There are four distinct benefits to this type of equipment:
- Speed: You can hang dozens of shingles in the same time it would take you to complete one or two with a hammer.
- Reliability: The toughest brands handle falling off roofs and long days of continuous use without giving up.
- Safety: When used correctly, a nailer is less likely to smash your thumb or break the head off a nail and send it flying at a coworker.

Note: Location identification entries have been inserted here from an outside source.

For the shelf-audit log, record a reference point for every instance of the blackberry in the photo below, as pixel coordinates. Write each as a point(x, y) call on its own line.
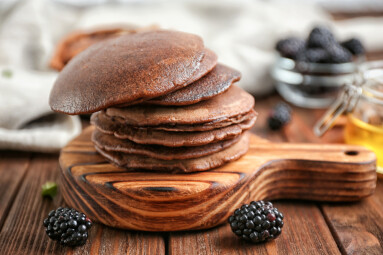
point(67, 226)
point(354, 46)
point(320, 37)
point(338, 54)
point(314, 55)
point(290, 47)
point(257, 222)
point(279, 116)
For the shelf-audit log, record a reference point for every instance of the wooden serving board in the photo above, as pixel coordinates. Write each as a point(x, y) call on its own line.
point(153, 201)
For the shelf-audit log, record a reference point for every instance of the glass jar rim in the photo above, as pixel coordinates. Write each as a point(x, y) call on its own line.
point(372, 74)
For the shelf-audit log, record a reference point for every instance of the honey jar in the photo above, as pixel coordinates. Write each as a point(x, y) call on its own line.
point(362, 102)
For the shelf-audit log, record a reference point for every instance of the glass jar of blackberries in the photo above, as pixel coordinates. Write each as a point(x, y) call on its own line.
point(362, 102)
point(311, 73)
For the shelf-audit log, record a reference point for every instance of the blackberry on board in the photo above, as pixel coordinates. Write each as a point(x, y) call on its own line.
point(257, 222)
point(354, 45)
point(67, 226)
point(290, 47)
point(320, 37)
point(279, 116)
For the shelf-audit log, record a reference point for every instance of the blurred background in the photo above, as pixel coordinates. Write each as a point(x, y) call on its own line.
point(38, 37)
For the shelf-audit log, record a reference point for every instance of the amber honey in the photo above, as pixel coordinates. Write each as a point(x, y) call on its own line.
point(371, 136)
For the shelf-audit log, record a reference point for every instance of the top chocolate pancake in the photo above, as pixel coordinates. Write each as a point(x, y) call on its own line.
point(234, 102)
point(212, 84)
point(129, 69)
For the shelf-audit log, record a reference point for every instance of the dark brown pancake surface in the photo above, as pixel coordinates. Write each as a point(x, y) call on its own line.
point(111, 143)
point(234, 102)
point(173, 139)
point(214, 83)
point(132, 161)
point(129, 69)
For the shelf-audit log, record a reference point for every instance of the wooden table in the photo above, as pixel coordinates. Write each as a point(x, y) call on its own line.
point(310, 227)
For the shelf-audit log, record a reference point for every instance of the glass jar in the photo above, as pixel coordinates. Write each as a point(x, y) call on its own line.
point(311, 85)
point(362, 101)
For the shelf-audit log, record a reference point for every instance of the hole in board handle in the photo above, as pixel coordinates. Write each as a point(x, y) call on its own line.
point(351, 153)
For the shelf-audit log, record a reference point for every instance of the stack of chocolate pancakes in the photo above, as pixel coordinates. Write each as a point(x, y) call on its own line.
point(159, 101)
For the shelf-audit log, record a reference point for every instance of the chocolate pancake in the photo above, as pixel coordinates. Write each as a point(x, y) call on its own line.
point(212, 84)
point(128, 69)
point(230, 104)
point(173, 139)
point(111, 143)
point(78, 41)
point(133, 161)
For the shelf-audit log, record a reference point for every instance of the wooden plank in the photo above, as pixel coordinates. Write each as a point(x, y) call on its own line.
point(12, 169)
point(305, 232)
point(358, 227)
point(23, 232)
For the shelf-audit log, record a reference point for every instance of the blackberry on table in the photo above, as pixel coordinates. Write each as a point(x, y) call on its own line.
point(67, 226)
point(290, 47)
point(354, 45)
point(257, 222)
point(279, 116)
point(320, 37)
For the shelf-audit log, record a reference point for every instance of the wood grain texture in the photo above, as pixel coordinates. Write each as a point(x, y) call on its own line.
point(23, 232)
point(12, 169)
point(164, 202)
point(305, 232)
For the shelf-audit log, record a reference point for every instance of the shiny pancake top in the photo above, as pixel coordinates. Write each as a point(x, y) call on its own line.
point(129, 69)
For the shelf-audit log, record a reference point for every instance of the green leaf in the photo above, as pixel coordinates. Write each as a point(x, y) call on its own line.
point(49, 189)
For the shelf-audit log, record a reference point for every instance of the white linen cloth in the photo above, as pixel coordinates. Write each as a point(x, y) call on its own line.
point(242, 33)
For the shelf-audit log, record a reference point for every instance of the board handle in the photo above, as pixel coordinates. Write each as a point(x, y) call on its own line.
point(318, 172)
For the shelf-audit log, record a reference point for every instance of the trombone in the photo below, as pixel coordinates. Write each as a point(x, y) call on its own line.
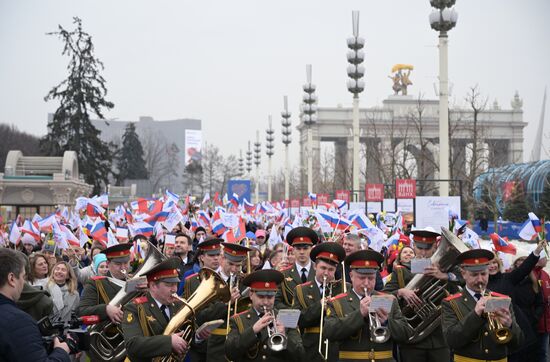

- Accuracy: Get the same depth results and hit your target mark every time for cleaner results.
Loading the Equipment
You can’t start firing nails off into your building project until you’ve loaded the fasteners into the machine. Open the magazine for your nailer, which is either located at the bottom of the equipment or at the back. Keep in mind most equipment only handles a specific size and gauge of nail loaded into a plastic case. You can’t mix and match fasteners of different sizes or pour loose nails into the magazine. Match your nails to your nailer, or invest in a model that can handle a few different sizes with adjustments.
Placing a Fastener
There are three steps to firing a nail into a door frame or roof sheathing board. First, align the round tip of the nailer onto the mark you made to indicate where the nail needs to go. Check that the center of the circular tip matches the mark — open-nosed nailers make this step a lot easier because you can clearly see when you’re properly aligned. Next, push the tip firmly against the board and squeeze the trigger or handle to fire off the nail. Finally, put down the nailer and check the results. Most nailers leave the nail just slightly countersunk under the surface of the wood so it doesn’t protrude and disappears after painting and finishing. If you’re hanging shingles, siding, or other materials that need a larger gap left between the nail head and wood surface, adjust the nailer according to the manufacturer’s instructions and try again.
Practicing Your Shots
While an air framing nailer makes nailing a lot easier and faster, it’s still different from handling a hammer or using other types of nailing tools. Practice your skills on some spare boards before going to work on your actual building or piece of furniture. Since harder or thinner woods increase the chances of a nail splitting the material and ricocheting out at you, always take the time to test your technique when trying something new. You may need to press the tip harder or lighter against the surface to get the results you want. Sometimes it’s the fastener itself causing the problem, requiring you to switch fasteners.
Dealing with Jams
Just like with staplers and other equipment you load with a dozen or more fasteners at a time, jams are always possible. Stop using the nailer immediately if a nail doesn’t come out right. Open the magazine or cartridge holder and pull out the nail that jammed. Unless the cartridge or magazine was damaged or bent in some way and caused the jam, you can reinsert it right away and keep working. Nailers loaded with the wrong size or type of nails will jam regularly. Double-check your fasteners and the condition of the equipment if you have to stop every second or third shot to reset a jam.